One of the more fascinating aspects of Tai Chi is its multi-dimensionality. I often view it as a giant three-dimensional puzzle, with rotating parts composed of physical moves, energy centers, emotional states and spiritual components.

There are two core ideas that need to be kept in mind at all times in order to grasp this strange puzzle.

The first is that “As Above, So Below”. The work on the body is a mirror to the work on the spirit, and working on the spirit affects the body. For Taoists, the Chi, or life-energy (or simply the breath) is the connective tissue between the physical body and the spiritual body. The whole forms a system that is integrated, and talks to itself. There is no body without spirit, and no spirit without body ( more on that later).

Secondly, fighting is the metaphor for the interaction of our ego with the world around us. A fist flying towards our face traces the same pattern within us as an insult hurtled towards our self-esteem.  Similarly, there is no distinction between an object falling and a fist thrown, both are kinetic events, both require a reaction, but the quality of the reaction is shaded by our ego’s perception of the event. One is a surprise, the other feels like a threat, but both are physically similar. So the martial art aspect of Tai Chi is our training ground, the place we come to in order to learn how to face our daily life with calm and serenity.

The Tai Chi form becomes a place of enquiry. Each move expresses a specific response to a physical act. Some kinetic event has occurred and the body must move. As I step, questions arise; where is my center, what is the quality of the movement (soft? Forceful?), how is the energy directed towards me handled?

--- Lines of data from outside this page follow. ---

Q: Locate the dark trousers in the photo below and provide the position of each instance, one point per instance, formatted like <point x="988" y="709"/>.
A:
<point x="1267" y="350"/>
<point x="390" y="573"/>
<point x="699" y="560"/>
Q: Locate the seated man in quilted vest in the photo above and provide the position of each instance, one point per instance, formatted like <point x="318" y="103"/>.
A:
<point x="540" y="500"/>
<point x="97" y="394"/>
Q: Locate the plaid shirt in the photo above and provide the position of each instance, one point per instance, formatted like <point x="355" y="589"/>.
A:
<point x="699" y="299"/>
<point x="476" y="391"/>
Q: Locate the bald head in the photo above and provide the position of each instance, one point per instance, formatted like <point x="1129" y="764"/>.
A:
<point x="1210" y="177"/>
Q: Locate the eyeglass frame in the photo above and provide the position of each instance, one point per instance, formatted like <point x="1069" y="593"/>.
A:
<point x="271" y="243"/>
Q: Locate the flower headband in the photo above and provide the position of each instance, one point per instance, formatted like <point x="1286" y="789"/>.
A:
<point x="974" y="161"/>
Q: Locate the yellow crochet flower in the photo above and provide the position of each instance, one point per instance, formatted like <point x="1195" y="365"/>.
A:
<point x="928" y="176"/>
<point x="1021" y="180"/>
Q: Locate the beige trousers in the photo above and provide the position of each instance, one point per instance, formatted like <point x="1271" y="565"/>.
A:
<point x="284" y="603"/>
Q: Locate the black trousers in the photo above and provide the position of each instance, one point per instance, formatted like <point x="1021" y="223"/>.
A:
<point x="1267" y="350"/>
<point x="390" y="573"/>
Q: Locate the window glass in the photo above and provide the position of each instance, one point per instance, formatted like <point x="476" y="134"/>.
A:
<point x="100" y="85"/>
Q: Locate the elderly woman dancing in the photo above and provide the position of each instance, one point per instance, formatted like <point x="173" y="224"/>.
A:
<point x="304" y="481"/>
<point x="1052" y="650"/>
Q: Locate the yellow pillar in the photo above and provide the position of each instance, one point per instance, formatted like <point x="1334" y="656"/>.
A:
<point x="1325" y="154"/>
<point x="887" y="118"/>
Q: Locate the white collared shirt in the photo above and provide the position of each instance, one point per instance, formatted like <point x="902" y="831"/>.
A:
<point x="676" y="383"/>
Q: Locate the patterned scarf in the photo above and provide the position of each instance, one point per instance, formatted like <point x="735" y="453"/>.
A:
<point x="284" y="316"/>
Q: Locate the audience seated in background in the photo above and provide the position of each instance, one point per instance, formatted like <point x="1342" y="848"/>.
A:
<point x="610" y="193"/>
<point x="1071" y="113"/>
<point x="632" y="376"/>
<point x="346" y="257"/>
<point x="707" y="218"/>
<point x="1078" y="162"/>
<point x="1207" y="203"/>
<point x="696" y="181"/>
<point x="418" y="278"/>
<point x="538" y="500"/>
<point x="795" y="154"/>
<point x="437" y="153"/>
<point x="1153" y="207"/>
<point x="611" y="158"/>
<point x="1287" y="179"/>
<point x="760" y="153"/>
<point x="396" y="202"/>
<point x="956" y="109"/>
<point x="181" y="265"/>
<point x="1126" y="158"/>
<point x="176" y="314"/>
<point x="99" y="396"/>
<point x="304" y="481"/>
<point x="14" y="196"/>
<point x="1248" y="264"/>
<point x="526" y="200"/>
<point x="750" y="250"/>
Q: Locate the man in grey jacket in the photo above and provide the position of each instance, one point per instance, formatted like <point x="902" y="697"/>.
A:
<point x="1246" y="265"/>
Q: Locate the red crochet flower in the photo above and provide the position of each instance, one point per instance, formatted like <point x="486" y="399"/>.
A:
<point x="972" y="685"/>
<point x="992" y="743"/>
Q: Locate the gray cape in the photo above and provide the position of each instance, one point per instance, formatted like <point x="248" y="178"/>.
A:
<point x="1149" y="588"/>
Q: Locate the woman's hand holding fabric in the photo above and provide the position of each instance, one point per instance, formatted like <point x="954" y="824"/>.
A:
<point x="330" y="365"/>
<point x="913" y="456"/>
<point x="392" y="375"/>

These same questions are mirrored on an emotional level. This kinetic event can be an emotional one, an insult. How is it handled? Where is my emotional center? Do I fight back or side-step the insult or the argument? Where is my response coming from?

The beauty of Tai Chi is that it gives us a unified set of answers. How do I react to a physical event? How do I react to an emotional event?

Find your core, nurture it, strengthen it, move from it.

And that’s why Tai Chi is also a moving meditation. The meditation allows the Tai Chi “player”, or practitioner, to find that core, and nurture it.